PA - Freight cars derail in Fayette County, causing cancelations of passenger trains

OHIOPYLE (AP) -- Five flat cars on a CSX Corp. freight train derailed in Fayette County on Thursday, blocking a highway for several hours and canceling two passenger trains.

Nobody was injured in the derailment that occurred about 8 a.m. in Ohiopyle on tracks that parallel the Youghiogheny River. Ohiopyle is a tiny borough about 40 miles southeast of Pittsburgh that is best known for its whitewater rafting.
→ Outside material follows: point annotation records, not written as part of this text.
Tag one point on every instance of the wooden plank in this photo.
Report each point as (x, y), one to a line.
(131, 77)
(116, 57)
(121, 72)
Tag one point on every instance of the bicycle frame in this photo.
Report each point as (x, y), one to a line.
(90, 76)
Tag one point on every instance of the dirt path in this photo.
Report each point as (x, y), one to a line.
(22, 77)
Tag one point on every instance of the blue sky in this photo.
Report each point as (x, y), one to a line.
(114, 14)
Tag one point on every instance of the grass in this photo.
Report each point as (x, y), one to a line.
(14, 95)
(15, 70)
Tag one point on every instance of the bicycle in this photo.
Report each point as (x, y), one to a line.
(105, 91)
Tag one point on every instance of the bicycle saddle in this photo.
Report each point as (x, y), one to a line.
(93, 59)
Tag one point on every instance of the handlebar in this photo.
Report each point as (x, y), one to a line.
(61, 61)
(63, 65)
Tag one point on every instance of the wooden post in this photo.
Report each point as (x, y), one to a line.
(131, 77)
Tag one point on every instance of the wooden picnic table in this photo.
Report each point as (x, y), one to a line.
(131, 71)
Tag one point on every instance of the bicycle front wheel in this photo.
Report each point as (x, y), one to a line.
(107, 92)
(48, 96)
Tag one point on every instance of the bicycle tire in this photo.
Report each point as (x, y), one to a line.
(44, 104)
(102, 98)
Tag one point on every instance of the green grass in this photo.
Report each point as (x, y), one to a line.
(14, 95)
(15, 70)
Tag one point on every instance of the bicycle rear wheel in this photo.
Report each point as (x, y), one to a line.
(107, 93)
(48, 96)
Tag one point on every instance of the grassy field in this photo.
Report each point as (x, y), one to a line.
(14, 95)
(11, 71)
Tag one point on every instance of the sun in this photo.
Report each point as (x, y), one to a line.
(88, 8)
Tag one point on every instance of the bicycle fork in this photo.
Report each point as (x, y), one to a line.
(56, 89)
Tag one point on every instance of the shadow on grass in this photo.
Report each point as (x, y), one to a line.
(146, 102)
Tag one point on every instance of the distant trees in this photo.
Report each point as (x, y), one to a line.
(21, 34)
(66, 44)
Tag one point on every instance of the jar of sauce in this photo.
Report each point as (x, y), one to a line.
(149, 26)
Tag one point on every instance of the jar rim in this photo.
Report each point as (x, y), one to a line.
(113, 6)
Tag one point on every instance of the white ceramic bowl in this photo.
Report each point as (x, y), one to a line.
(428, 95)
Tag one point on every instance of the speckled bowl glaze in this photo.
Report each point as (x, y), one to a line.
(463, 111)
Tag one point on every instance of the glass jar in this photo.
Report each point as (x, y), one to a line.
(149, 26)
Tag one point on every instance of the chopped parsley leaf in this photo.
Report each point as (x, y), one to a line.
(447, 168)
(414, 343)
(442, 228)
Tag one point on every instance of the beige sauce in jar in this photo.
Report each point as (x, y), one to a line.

Dan Murphy, a spokesman for Richmond, Va.-based CSX, said two sets of tracks were closed due to the accident. One was scheduled to reopen at 3 a.m. today, but there was no timetable to reopen the other, he said.

Two Amtrak passenger trains were canceled as a result of the accident - one from Pittsburgh to Washington, D.C., and another from Washington, D.C. to Pittsburgh. Those passengers were bused to their destinations, Murphy said.

Murphy said if the one track reopens as scheduled, Amtrak's Friday schedule should not be affected.

The Associated Press could not immediately reach Amtrak officials for comment Thursday.

Amtrak is a government subsidized railroad that does not own most of the track it uses, but leases it. Murphy said CSX Corp. owns the tracks where the derailment occurred.

The freight train was on its way to Baltimore from Chicago and consisted of 36 flat cars that were carrying 117 highway trailers and shipline containers. Highway trailers can be pulled by freight trucks and shipline containers can be offloaded and moved by other means, including cargo ships.

Murphy said the cars that derailed were carrying 15 containers or trailers. One of the flat cars and a container slid into shallow waters a the river's edge, he said.

Murphy said he didn't know exactly what the train was carrying.

"Walk through a Kmart; it could be anything - computers, salt and pepper, clothing," Murphy said.

But he did confirm that one of the containers carried chloride, a toxic chemical, "but it did not spill; nothing happened; it didn't burst," Murphy said.

CSX investigators don't know what caused the crash. Murphy said the speed limit on that stretch of tracks is 30 mph and the train was traveling 26 mph when it derailed.

Ohiopyle borough council president Leo Smith said he heard the crash and was thankful that no hazardous materials spilled - and that the accident didn't happen during the summer whitewater rafting season.

Smith said Ohiopyle has about 80 year-round residents, but thousands come to the area to raft in the summer via state Route 381, which was closed for nearly four hours due to the incident.